Internal AI

Building Press, Part 3: The prompts are data, not code

June 19, 202610 min read

The first time I changed a drafting prompt and nothing changed, Press, the editorial engine I built to draft from my own work, taught me that where a prompt lives is not an academic detail.

The draft_blog prompt is the one that turns a mined story into a full blog post, and I had just rewritten it: tighter thesis, a demand for real mechanism, a ban on the filler that makes AI writing read like AI writing. I edited the default in the code, committed, deployed, watched the next draft come back, and it was the old prompt. Word for word. The deploy was clean. The code was correct. The engine was reading something else entirely.

That something else was a row in a database, and finding it is what taught me the rule this part is about: in a production system that leans on a model, the prompt is the surface you touch most, and it should live where you can change it like config, not like source. Prompts are data.

TL;DR

In a production AI pipeline, the prompt is the surface you touch most, so it should live in a database row you can edit at runtime, not in a source-code constant that requires a build and deploy to change. Press, my editorial engine, resolves prompts in a fixed order: an exact stage-and-model row wins, then the model-null stage default, then the compiled code default as a last fallback. The seeder is insert-only, which means a changed code default does nothing to a row that already exists, so updating behavior requires editing both the code default and the live row. Treating prompts as config rather than code cuts the cost of iteration down to a database write, which is the whole point.

The prompt is the product, so it lives where I can edit it

Mining clusters redacted signals into story candidates.
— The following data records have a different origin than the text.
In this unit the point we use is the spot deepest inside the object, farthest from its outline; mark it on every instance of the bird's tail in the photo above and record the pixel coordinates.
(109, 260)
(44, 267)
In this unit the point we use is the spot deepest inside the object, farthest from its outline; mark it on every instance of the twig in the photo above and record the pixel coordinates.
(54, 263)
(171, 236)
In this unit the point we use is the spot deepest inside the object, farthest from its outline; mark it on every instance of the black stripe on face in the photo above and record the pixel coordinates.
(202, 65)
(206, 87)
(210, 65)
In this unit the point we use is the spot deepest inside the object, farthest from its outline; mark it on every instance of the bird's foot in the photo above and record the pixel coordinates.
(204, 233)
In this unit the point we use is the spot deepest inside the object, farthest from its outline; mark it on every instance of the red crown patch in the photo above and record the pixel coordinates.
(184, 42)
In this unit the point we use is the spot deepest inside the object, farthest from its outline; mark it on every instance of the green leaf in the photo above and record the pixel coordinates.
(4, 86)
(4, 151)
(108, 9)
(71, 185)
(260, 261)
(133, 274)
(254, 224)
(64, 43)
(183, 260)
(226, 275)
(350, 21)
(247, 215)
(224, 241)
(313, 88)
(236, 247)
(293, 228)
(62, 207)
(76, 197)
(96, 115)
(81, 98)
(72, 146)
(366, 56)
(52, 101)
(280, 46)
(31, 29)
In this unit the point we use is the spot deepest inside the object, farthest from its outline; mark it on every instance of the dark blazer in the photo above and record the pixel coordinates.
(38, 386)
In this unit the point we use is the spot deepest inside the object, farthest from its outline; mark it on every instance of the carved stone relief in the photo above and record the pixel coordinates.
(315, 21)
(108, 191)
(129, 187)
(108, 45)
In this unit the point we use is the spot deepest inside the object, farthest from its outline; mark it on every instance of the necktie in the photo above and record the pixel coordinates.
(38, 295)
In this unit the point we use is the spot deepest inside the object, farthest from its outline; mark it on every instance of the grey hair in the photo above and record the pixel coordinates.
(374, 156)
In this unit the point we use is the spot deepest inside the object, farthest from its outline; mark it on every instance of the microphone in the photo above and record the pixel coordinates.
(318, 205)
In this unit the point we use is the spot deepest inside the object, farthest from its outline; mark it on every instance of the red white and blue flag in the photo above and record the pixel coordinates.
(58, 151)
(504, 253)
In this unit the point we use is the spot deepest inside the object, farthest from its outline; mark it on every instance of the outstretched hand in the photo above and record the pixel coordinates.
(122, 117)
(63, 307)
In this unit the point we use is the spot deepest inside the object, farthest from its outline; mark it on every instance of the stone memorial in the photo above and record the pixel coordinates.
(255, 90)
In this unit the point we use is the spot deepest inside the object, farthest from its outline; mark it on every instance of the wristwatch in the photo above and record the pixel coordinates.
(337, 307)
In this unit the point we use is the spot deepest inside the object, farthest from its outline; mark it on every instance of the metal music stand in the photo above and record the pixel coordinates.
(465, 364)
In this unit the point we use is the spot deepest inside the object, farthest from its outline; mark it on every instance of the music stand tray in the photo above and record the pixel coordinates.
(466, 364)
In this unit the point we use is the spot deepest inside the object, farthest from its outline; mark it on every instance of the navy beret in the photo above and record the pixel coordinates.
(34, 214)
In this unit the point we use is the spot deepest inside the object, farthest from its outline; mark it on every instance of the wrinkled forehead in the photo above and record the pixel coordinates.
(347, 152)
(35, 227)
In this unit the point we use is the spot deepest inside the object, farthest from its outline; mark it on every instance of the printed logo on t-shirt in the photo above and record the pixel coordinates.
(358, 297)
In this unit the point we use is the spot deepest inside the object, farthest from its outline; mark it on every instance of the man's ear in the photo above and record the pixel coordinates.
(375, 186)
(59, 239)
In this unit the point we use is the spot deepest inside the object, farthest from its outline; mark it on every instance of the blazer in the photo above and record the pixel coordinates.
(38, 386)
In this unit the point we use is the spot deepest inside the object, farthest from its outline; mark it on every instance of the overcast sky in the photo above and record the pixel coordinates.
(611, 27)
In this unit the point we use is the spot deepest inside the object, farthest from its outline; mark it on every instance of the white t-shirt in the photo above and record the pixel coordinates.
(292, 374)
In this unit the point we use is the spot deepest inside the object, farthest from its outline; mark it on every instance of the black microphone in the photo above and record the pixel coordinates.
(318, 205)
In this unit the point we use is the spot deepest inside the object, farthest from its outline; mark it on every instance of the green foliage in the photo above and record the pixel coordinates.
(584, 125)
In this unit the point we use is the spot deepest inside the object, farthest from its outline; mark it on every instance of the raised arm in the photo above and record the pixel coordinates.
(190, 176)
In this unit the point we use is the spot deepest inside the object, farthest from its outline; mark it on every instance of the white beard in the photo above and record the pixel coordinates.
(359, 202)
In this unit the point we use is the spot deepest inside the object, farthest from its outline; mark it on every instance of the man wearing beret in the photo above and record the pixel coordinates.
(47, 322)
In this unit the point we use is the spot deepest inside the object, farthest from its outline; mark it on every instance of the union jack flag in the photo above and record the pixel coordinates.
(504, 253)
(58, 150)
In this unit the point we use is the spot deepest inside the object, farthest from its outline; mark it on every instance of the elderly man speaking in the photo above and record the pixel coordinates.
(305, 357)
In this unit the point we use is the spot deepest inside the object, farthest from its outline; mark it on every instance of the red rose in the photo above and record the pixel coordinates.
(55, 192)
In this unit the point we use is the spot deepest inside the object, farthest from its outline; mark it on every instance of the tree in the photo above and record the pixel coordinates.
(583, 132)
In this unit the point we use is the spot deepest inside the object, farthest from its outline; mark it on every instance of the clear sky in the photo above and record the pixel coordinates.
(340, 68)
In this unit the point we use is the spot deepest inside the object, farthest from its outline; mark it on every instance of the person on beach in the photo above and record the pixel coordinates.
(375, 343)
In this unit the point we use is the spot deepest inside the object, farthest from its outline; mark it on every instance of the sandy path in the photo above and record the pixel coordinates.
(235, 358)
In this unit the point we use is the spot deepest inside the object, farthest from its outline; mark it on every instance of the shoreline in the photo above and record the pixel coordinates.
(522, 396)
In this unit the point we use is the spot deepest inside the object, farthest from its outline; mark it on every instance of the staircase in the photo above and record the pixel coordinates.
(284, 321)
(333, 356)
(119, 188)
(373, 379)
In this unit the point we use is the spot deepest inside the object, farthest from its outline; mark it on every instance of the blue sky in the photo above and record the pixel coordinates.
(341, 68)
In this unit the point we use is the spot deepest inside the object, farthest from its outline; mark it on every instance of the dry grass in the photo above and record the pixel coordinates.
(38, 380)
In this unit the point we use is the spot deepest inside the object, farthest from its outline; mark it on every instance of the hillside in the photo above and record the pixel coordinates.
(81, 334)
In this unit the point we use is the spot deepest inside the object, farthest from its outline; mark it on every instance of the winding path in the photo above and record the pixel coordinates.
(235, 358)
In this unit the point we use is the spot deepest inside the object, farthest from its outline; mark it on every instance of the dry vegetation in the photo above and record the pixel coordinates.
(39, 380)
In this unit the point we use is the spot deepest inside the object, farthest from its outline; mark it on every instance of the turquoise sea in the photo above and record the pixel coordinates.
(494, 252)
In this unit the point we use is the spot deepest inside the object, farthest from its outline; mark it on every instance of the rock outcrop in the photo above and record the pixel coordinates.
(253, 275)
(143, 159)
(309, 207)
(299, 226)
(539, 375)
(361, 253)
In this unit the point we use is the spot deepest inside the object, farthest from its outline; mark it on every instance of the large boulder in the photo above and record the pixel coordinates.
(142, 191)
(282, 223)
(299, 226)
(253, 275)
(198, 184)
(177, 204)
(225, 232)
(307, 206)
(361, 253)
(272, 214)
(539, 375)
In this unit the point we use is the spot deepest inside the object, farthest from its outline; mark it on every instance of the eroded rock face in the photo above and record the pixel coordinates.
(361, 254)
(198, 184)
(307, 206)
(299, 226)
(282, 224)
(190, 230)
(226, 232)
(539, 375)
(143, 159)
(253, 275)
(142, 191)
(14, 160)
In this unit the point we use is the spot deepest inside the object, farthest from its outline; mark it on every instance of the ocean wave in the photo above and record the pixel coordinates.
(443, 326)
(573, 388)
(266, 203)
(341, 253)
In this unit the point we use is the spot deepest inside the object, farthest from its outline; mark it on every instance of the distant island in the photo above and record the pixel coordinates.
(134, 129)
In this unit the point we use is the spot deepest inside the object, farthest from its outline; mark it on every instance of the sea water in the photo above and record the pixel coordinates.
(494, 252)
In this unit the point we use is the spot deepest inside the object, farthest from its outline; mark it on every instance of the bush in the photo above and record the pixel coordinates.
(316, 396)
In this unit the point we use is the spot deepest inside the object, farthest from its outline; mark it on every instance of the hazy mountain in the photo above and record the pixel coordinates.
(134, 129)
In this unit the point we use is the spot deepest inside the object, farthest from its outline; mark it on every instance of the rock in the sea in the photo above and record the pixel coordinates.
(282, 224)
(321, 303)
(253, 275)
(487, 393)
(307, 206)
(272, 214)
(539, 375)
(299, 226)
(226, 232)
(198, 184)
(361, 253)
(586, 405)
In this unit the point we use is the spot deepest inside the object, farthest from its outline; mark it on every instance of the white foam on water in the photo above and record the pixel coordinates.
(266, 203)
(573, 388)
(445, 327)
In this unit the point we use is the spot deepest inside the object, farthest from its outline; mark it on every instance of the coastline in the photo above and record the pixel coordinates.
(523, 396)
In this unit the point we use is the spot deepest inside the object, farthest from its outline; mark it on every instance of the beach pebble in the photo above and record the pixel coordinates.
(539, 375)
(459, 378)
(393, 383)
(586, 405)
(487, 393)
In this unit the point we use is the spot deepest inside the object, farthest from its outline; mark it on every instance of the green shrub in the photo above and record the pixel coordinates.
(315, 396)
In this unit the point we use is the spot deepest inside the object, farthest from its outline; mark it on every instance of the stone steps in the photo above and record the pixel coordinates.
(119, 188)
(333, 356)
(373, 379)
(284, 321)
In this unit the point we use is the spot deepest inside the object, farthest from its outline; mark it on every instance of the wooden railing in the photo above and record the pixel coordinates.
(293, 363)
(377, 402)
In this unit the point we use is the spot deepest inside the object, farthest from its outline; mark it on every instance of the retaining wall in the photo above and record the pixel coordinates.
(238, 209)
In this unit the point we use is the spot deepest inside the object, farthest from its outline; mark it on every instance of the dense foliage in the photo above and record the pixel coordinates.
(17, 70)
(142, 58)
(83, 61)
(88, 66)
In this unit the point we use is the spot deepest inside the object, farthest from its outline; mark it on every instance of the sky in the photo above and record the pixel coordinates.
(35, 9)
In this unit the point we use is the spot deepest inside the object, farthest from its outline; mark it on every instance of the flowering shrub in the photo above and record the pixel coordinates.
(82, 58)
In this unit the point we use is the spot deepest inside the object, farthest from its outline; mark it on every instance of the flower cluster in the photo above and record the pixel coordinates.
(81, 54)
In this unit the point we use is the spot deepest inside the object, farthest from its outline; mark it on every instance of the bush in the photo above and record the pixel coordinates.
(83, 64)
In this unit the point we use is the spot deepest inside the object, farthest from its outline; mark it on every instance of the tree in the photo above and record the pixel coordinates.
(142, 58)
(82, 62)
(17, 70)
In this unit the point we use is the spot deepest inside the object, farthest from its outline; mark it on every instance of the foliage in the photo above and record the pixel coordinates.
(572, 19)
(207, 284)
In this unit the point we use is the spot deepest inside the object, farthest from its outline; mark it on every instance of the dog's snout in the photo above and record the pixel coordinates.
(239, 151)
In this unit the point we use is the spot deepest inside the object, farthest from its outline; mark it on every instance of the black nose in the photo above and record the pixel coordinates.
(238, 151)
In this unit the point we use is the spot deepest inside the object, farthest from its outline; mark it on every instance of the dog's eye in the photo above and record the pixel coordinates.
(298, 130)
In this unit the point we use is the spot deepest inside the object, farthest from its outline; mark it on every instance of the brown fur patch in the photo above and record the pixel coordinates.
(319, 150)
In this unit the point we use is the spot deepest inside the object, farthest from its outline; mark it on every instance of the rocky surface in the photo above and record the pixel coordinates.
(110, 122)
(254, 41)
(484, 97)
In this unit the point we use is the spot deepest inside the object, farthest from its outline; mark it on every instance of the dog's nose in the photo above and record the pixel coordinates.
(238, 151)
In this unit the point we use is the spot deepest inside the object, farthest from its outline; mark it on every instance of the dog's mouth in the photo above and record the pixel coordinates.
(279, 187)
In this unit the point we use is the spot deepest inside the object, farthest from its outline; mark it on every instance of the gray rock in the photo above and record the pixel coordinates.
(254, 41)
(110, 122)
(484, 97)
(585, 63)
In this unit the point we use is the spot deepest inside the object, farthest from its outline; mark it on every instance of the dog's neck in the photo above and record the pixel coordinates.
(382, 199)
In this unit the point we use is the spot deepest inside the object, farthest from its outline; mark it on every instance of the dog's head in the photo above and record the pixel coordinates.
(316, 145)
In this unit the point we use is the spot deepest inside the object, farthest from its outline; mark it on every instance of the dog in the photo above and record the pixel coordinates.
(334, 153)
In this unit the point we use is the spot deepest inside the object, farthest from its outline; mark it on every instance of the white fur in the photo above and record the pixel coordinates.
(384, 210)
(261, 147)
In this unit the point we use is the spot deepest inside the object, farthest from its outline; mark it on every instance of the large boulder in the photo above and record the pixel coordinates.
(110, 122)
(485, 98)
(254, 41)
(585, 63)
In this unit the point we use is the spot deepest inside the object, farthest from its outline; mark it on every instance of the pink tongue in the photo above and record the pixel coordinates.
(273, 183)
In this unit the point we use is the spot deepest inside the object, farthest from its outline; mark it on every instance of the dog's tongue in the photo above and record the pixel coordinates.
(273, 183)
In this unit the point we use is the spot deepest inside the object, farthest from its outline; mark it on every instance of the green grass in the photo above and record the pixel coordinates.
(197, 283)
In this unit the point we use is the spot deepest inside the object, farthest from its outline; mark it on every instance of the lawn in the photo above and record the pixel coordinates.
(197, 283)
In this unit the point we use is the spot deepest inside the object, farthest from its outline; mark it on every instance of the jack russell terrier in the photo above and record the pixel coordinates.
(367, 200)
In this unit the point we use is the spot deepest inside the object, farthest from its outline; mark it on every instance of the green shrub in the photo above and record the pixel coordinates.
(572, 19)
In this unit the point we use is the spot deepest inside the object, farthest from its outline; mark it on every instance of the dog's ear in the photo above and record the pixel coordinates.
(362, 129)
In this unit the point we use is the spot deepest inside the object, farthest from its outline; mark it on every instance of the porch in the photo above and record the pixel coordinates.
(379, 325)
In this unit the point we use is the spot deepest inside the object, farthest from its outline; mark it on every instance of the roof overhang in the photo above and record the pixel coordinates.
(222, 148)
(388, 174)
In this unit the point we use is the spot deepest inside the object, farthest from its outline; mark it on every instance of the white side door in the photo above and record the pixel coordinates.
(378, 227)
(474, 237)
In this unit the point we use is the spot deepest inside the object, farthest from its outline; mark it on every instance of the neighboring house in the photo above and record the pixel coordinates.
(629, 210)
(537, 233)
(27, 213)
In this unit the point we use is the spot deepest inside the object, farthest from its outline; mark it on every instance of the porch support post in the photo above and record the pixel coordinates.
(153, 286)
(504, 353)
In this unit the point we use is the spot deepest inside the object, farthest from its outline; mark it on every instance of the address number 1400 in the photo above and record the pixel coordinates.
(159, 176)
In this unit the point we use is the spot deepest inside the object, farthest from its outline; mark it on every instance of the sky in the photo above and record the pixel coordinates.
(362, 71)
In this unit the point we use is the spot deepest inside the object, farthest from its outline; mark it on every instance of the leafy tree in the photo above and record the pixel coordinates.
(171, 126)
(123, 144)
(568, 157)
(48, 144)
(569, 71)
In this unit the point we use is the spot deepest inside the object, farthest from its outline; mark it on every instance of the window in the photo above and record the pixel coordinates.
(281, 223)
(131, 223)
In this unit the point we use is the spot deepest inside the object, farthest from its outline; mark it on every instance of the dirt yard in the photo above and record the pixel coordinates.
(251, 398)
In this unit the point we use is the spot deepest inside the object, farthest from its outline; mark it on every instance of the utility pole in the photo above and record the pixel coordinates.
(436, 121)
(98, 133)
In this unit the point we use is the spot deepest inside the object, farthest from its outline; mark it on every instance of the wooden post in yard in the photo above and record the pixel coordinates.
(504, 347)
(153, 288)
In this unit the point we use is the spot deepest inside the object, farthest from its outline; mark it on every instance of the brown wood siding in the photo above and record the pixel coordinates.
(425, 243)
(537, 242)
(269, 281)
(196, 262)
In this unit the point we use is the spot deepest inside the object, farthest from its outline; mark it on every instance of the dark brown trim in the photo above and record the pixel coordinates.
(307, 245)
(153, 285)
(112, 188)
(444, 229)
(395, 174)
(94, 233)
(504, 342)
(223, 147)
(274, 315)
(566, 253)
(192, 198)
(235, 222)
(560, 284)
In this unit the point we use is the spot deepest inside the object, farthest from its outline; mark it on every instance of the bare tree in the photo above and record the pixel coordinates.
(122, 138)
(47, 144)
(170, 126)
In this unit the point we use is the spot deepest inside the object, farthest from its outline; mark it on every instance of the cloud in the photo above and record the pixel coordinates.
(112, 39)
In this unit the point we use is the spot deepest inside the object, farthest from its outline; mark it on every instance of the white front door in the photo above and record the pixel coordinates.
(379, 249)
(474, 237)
Drafting writes the blog post, and separate prompts write the LinkedIn and X versions because the shape of a good post on each is different. A panel of review judges scores the draft for quality, for hook strength, and for whether it reads as machine-written. A compose stage writes a piece from a freeform brief. An SEO stage checks how answerable the result is. Each of those is a named stage with its own prompt, sitting on top of the kind of pipeline shape I wrote about in Building Press, Part 2: The data model is the spine.

The prompts are not constants in a source file. The code ships a default for each stage, but the default is a seed, not the live instruction. The instruction the engine actually runs is a row in a prompts table, and that row is editable from the Studio dashboard. When a draft comes back flat, I do not open an editor, change a string literal, and wait on a build and a deploy. I open the prompt for that stage, edit it, save, and the next run uses it. Raising the quality bar is a database write. That is what prompts as config means in practice.

That distinction sounds small until you count how often each surface changes. I have edited the code around drafting a handful of times. I have edited the drafting prompt dozens of times, sometimes twice in an afternoon, chasing a specific tell I just noticed in the output. The thing I touch most should not be the thing that costs the most to touch.

Tip

Treat prompts as tunable config, not source. The engine reads the active row at runtime; the code default is only a seed and a fallback. If iterating on the instruction means iterating on a deploy, you will iterate less, and the quality bar is exactly the thing you want to iterate on relentlessly.

Resolution: override, then default, then fallback

A stage can run on more than one model, and a prompt that is right for one model can be wrong for another. So resolution is layered. When the engine needs the prompt for a stage, it asks by stage and model and resolves in a fixed order.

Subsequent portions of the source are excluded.